Suppose your $n$ items all make their two random choices and then you place them carefully?
- think of buckets as $n$ vertices
- think of items as $n$ random edges representing choices for each item
- this is a random graph
- very rich literature
- e.g. Erdos-Renyi connectivity result
- Not quite correct.
- Two random hashes might choose same vertex and create a loop.
- Two edges might be identical ie parallel forming a cycle
Analysis
- placing items equivalent to directing edges and placing item at head
- need indegree 1 everywhere
- If no cycle, no problem placing items
- components are trees
- pick a root
- direct all edges away from root
- actually, a cycle is fine too
- direct all edges in same direction around cycle
- and their combination, a pseudotree (tree with one cycle)
- make the cycle the root
- direct edges around the cycle
- direct other edges away from the cycle
- So what is the failure case? A bicycle component with 2 cycles.
- edges$=$vertices+1 so no room
- fundamental question: how likely is a bicycle in a random graph?
What about insertion?
- I choose one of my two buckets (pick an edge direction)
- if occupied, evict current to make room for me
- evicted occupant moves to its second location
- corresponds to reversing its edge
- which may force another edge to reverse, cascading along a path
- if the path eventually reaches an unoccupied vertex, we're done!
- if not, has to eventually hit a vertex we've seen before: cycle!
- if it is tail of inserted item edge, done!
- otherwise, it is bucket that got occupied by a new item
- we evict that item back to its original location
- and cascade all the way back to the just inserted item
- which gets evicted to its second location and proceeds to cascade evictions there
- but if there's no bicycle, there's no cycle in this direction because we already saw one in the other!
- so in this direction we will reach an empty vertex and stop
- Total time spent proprtional to number of edges visited, which is less than total size of connected component
- fundemantal question: size of component in a random graph?
Theory of Random Graphs
Two mostly-equivalent models:
- $G(n,p)$ graph with $n$ vertices with each edge present independently with probability $p$
- $G(n,m)$ graph with $n$ vertices and $m$ distinct random edges
- Mostly same results for $G(n,p)$ and $G(n,m=p\binom{n}{2})$
- since $G(n,p)$ has good chance of having exactly expected number of edges
Random graph theory sledgehammer
- At $m=(1-\epsilon)n/2$, no bicycle whp (exponent grows with $\epsilon$)
- so cuckoo hashing works.
- Also, connected component is size $O(1)$ in expectation and $O(\log n)$ whp
- So this is insertion time for cuckoo hashing.

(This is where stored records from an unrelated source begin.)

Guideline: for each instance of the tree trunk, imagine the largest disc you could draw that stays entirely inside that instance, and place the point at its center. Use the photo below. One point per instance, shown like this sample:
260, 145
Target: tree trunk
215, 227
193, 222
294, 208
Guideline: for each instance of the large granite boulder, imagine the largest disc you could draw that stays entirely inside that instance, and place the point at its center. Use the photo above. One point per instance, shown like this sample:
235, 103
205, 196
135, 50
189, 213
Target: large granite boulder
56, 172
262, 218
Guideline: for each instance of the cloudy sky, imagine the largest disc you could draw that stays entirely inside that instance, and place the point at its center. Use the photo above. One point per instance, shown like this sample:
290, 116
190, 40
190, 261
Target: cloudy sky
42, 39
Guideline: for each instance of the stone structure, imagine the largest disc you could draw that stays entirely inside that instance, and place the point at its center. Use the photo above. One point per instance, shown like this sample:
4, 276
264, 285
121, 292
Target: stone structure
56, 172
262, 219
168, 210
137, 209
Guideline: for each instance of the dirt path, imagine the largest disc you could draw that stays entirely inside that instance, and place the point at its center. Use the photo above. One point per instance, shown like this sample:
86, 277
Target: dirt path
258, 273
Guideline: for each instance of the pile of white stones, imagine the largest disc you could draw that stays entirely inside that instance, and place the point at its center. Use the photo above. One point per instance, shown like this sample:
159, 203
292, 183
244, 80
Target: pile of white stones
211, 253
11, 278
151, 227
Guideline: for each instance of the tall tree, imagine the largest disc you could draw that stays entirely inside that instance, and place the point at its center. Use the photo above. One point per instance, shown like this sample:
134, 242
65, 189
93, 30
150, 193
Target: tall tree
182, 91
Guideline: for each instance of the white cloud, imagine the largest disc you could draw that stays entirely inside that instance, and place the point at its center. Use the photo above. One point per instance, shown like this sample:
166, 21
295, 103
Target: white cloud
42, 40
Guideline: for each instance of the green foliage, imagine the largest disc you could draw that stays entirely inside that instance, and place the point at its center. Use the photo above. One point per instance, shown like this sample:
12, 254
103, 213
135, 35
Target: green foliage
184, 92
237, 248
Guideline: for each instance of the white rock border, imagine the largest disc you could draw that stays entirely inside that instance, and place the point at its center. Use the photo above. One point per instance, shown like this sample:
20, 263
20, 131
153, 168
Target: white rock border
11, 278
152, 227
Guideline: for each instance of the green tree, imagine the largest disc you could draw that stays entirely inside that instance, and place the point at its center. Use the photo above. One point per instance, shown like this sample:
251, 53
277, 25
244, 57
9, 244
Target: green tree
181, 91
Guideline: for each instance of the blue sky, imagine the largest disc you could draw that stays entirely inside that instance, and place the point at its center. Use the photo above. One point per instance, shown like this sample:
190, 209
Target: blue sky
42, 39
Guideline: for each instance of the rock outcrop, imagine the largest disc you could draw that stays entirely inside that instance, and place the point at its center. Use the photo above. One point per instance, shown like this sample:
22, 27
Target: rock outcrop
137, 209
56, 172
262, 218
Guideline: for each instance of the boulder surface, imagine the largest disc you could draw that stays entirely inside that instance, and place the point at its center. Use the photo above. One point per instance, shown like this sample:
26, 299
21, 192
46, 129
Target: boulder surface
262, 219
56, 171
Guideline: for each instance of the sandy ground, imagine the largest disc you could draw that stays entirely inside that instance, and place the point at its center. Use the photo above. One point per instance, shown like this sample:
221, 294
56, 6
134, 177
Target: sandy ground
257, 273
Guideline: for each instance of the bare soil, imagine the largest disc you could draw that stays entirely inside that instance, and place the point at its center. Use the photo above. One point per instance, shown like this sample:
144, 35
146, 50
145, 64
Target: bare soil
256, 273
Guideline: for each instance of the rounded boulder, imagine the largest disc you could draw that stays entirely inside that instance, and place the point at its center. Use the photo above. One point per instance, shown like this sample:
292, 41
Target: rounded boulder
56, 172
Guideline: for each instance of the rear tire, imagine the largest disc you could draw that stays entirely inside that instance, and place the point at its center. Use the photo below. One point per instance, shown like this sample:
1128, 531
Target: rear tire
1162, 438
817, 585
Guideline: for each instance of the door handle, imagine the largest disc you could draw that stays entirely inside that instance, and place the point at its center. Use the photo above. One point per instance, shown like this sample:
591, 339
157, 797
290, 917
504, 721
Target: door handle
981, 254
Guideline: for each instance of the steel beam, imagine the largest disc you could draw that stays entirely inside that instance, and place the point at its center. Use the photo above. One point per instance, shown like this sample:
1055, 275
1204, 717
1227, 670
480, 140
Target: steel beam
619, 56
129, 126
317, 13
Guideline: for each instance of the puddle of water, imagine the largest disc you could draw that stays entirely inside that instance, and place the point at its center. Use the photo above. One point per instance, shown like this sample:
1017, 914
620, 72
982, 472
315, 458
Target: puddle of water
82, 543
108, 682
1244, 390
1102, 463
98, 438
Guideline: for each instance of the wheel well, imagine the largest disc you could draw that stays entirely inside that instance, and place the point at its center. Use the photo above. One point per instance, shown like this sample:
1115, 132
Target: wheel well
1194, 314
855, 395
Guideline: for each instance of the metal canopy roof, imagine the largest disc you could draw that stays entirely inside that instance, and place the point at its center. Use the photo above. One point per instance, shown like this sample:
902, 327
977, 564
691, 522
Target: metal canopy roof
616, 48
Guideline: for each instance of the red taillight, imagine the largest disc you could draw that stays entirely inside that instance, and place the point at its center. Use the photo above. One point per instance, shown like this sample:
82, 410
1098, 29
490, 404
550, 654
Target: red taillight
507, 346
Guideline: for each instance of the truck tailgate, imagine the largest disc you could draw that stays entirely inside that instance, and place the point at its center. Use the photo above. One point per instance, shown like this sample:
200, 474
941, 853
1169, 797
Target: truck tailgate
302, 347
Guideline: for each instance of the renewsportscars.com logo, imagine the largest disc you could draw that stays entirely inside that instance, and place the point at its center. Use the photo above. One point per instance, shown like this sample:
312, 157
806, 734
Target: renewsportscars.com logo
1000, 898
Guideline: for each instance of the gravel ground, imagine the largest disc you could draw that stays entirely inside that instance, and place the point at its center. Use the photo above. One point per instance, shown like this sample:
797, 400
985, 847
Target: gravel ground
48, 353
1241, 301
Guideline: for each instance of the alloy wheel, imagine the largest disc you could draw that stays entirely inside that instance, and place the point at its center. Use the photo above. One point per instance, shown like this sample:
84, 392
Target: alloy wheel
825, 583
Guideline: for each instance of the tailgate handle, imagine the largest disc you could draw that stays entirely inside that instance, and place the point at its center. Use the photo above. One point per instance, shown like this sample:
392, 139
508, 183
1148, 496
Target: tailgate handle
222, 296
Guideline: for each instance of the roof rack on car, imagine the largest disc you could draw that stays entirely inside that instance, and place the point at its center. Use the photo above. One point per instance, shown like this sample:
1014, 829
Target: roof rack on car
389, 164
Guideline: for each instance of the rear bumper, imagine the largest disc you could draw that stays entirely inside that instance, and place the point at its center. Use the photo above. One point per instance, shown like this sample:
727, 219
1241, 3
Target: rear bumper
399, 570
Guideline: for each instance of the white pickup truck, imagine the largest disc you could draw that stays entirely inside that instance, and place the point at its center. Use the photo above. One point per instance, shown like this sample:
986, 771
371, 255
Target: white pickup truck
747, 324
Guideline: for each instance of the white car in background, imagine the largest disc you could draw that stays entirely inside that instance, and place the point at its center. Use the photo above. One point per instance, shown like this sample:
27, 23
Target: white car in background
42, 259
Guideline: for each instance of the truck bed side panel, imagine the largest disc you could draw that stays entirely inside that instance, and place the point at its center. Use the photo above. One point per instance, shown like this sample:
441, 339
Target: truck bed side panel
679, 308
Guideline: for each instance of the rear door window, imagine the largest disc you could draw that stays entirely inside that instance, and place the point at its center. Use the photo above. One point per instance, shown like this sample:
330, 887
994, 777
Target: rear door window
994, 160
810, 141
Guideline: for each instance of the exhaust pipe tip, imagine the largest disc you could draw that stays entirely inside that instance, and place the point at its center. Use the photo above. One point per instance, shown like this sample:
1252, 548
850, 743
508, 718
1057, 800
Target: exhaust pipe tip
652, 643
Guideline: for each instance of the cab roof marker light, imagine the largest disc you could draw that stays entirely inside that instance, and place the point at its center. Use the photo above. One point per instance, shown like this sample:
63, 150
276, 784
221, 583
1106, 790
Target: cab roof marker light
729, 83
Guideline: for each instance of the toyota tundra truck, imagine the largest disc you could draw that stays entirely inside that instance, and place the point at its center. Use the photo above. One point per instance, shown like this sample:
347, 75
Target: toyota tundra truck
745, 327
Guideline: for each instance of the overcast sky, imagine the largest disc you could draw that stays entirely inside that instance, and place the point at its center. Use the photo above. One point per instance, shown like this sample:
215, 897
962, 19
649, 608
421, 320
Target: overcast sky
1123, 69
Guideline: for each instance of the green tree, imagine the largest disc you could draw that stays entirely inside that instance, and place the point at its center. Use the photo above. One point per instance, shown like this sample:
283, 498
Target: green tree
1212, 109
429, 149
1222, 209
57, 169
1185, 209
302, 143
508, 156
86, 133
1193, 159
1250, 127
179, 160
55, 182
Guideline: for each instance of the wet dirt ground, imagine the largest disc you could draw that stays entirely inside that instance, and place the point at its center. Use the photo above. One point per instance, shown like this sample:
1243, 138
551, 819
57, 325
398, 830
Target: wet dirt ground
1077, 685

- (Conversely, at $m=(1+\epsilon)n/2$, whp bicycle and a huge component (again, exponent grows with $\epsilon$)
- “sharp threshold” phenomenon. Everything changes at $n/2$ edges i.e. $p=1/n$.
Basic analysis. Probability of a cycle?
- Suppose $m=cn/2$ for $c< 1$
- A $k$-cycle consists of $k$ vertices so there are $< n^k/2k$ “potential” $k$-cycles (denominator accounts for rotation and reflection
- each edge is chosen with probability $m/\binom{n}{2}=c/(n-1)\approx c/n$
- and negatively correlated so probability all are chosen $< (c/n)^k$
- so expected number of $k$-cycles is $< c^k/2k$
- sum over $k \ge 3 < 1$ if $c < 2/3$ or so
- so constant probability of no cycle (so certainly no bicycle) and cuckoo hashing works
- but there truly is a constant probability of getting a cycle, so this is too weak to show cuckoo hashing works reliablyn
Fancier analysis: Probability of a bicycle
- show every bicycle contains one of 3 canonical shapes: figure 8, dumbell, or a “theta”
- then show no canonical shape exists whp by counting like we did cycles
Canonical shapes
- consider a minimal bicycle on $k$ vertices
- it contains a spanning tree
- each additional edge forms a cycle with the spanning tree
- so if minimal there are only 2 additional edges, totalling $k+1$
- if it has a leaf, can discard and still have bicycle
- now every degree $\ge 2$
- $k+1$ edges means sum of degrees is $2k+2$
- but every degree $\ge 2$ means only 2 extra units of degree remain
- either a single vertex of degree 4 or two vertices of degree 3
- rest of vertices can only form paths with endpoints at those special vertices
- two paths with both ends at degree 4 vertex is a figure 8
- two degree-3 vertices can either have each of their three paths go to the other: this creates a theta
- or else one path returns to the degree-3 vertex it leaves (forming a cycle) and the other path goes to the other vertex (which also has a cycle): this is a dumbell
Let's count expected figure-eights.
- a cycle on $a< n$ vertices and a cycle on $b< n$ vertices, sharing one vertex
- so in total, $a+b-1$ vertices
- but $a+b$ edges
- each vertex can be one of $n$ choices (overcounting since repeats aren't allowed) so $n^{a+b}$ potential cycles
- each cycle edge is occupied with probability $m/\binom{n}{2}\approx c/n$.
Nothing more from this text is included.